Something I think would be healthy for the Fediverse is for instances to be a bit more interest-focused rather than attempting to be general-purpose. I think that would knit a tougher non-political fabric with which to hold the fediverse together, then we can just pinch off the problematic extremists.
Look, the question was, “Do you think Lemmy and other parts of the fediverse will eventually enshittify? I think this would be an interesting discussion to have.” I gave an answer explaining that I didn’t think Lemmy would enshittify, but pointing out another senerio where Lemmy could collapse. Sorry if you found it too pessimistic, but if you didn’t want to hear negativity, maybe this wasn’t the discussion for you. Also, if your solution is, “make multiple accounts to get around defederation, start your own instance, or GTFO,” that’s going to be a problem for growth, because most users will pick GTFO.
Also, I think hyper-specialized instances will only exacerbate any potential schisms.

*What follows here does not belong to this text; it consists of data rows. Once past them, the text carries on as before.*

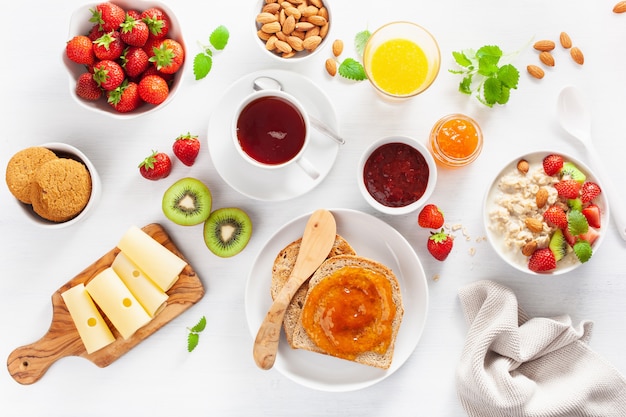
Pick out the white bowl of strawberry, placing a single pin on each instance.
(545, 213)
(125, 58)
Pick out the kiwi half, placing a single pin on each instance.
(187, 202)
(227, 231)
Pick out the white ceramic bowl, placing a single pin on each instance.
(80, 24)
(497, 238)
(300, 55)
(429, 164)
(68, 151)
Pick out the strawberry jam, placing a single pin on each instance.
(271, 130)
(396, 174)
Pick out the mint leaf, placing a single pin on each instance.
(219, 37)
(202, 64)
(360, 40)
(352, 70)
(192, 341)
(199, 326)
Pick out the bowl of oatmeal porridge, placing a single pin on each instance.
(522, 214)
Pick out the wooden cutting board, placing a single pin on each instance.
(27, 364)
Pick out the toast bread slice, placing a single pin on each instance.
(281, 269)
(301, 339)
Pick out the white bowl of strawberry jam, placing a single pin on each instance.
(397, 175)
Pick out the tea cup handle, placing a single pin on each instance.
(308, 168)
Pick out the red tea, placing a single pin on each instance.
(271, 130)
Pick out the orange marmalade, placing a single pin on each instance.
(350, 312)
(456, 140)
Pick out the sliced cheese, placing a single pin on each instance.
(91, 327)
(160, 264)
(117, 303)
(149, 295)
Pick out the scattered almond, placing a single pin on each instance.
(566, 41)
(541, 198)
(522, 166)
(577, 55)
(544, 45)
(337, 47)
(534, 225)
(535, 71)
(547, 58)
(529, 248)
(620, 7)
(331, 67)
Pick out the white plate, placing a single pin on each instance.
(514, 257)
(278, 184)
(372, 238)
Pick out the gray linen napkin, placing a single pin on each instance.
(513, 365)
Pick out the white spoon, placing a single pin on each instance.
(575, 117)
(268, 83)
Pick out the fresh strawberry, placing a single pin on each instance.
(80, 50)
(134, 61)
(108, 16)
(157, 21)
(590, 190)
(592, 213)
(542, 260)
(109, 46)
(108, 74)
(568, 188)
(430, 217)
(556, 216)
(156, 166)
(134, 31)
(153, 89)
(168, 56)
(125, 98)
(186, 148)
(87, 88)
(552, 164)
(440, 244)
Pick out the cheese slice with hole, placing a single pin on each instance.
(150, 296)
(160, 264)
(91, 327)
(117, 302)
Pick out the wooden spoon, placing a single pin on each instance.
(317, 241)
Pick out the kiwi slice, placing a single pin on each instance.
(572, 171)
(227, 231)
(187, 202)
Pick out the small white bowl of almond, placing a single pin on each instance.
(292, 31)
(545, 213)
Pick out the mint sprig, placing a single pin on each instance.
(203, 61)
(194, 334)
(484, 75)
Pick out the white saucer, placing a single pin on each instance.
(279, 184)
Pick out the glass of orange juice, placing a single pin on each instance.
(401, 59)
(456, 140)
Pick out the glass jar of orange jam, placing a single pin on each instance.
(456, 140)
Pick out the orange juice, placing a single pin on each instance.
(399, 67)
(456, 140)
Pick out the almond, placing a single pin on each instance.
(522, 166)
(620, 7)
(547, 58)
(331, 67)
(541, 198)
(577, 55)
(534, 225)
(544, 45)
(535, 71)
(529, 248)
(566, 41)
(337, 47)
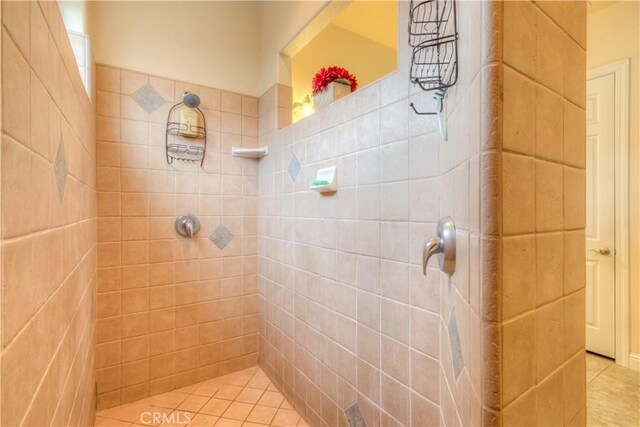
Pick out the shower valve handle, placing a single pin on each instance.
(444, 244)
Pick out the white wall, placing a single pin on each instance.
(613, 33)
(74, 15)
(211, 43)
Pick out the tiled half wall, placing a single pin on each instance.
(345, 312)
(172, 311)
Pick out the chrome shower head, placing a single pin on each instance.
(191, 100)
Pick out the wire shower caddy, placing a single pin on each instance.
(433, 36)
(184, 142)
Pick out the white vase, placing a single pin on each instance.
(334, 91)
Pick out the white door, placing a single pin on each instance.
(600, 231)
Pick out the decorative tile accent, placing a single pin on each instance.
(454, 342)
(60, 169)
(221, 237)
(294, 168)
(148, 98)
(354, 416)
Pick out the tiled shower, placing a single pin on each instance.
(104, 304)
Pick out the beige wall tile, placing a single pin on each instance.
(575, 207)
(520, 36)
(549, 338)
(549, 125)
(550, 404)
(574, 253)
(574, 387)
(549, 196)
(575, 66)
(550, 58)
(519, 194)
(518, 359)
(549, 267)
(574, 319)
(519, 275)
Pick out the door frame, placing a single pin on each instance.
(620, 70)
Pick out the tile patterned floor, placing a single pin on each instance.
(613, 393)
(244, 398)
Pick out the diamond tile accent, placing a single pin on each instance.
(148, 98)
(294, 168)
(221, 237)
(354, 416)
(454, 342)
(60, 169)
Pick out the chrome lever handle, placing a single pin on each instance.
(431, 248)
(444, 244)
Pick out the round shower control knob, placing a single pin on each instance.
(187, 225)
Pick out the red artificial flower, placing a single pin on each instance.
(325, 76)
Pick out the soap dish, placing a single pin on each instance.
(326, 180)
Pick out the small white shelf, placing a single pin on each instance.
(331, 176)
(249, 153)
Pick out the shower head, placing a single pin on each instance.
(191, 100)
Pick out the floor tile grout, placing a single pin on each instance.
(240, 380)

Tribalism isn’t necessarily political (although that is currently the central conflict on Lemmy). Admins could find divisions over rule enforcement, fediverse philosophy, or just get into good old-fashioned pissing contests. The admins on my instance recently created a real mess with the moderators of their own Vegan community, overriding their moderating decisions and then retroactively changing their own rules to justify it. Now imagine that conflict was between two instances, and you need to make a separate account just to talk about veganism. If anything, it seems like having an eclectic group of communities on each instance would be better than specializing, since admins would really have to consider whether it’s worth cutting their users off from multiple diverse groups over a conflict.